While summer floods are not an unusual occurrence in China due to seasonal rains, this year’s downpours are particularly bad. Flooding has hit 27 out of the 31 provincial regions in mainland China, with the average precipitation in the Yangtze River basin reaching the highest level recorded since 1961

Chen Tao, the chief weather forecaster at the National Meteorological Center, was quoted as saying, “Compared with before, this year’s rainfall was more intense and repeatedly poured down on the same region, which brought significant pressure on flood control.”

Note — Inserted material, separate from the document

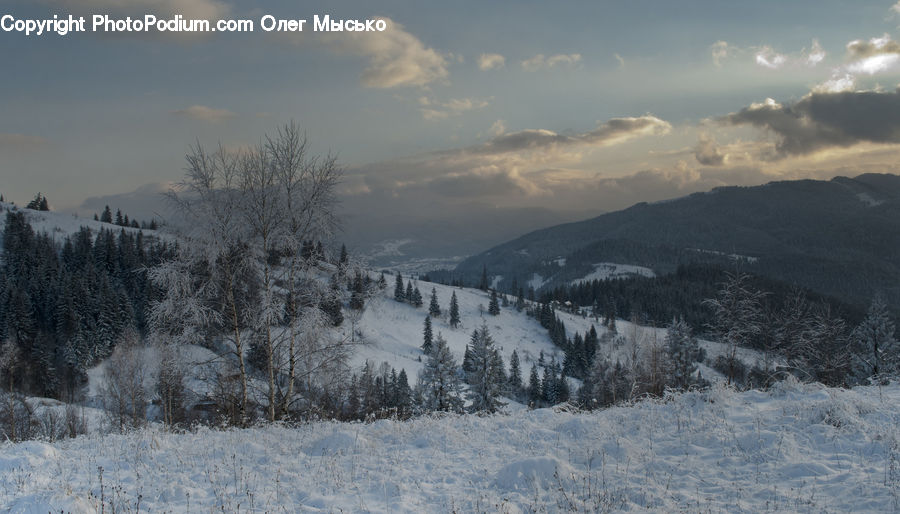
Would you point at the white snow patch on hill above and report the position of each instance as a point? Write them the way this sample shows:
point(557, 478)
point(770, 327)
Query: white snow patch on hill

443 rivers throughout the country have been flooded, with 33 of them rising to the highest levels ever recorded, the Ministry of Water Resources said. The majority of these rivers are in the basin of the Yangtze River, which flows from west to east through densely populated provinces of central China. The river is the most important waterway in the country, irrigating large areas of farmland and linking inland industrial metropolises with Shanghai.

Ye Jianchun, vice minister of water resources, told a briefing on Monday, “Going into the key flood-prevention period of late July to early August, the current trends remain grim on the Yangtze and the Lake Tai basins.” He added that the belts of heavy rain that have lashed central China would eventually head north.

China’s weather bureau said that although some regions in the southwest would see a temporary respite from the heavy rain, central and eastern China would continue to bear the brunt of the storms. On July 14, the China Meteorological Administration issued a blue alert for heavy rain until Saturday in provinces in the country including Sichuan, Hubei, Anhui, Jiangsu and Zhejiang. 

In the meantime, residents along the Yangtze River and in the Poyang Lake region continue to implement their own series of defence measures, securing riverbanks and fortifying dykes with sandbags to prevent entire villages being submerged.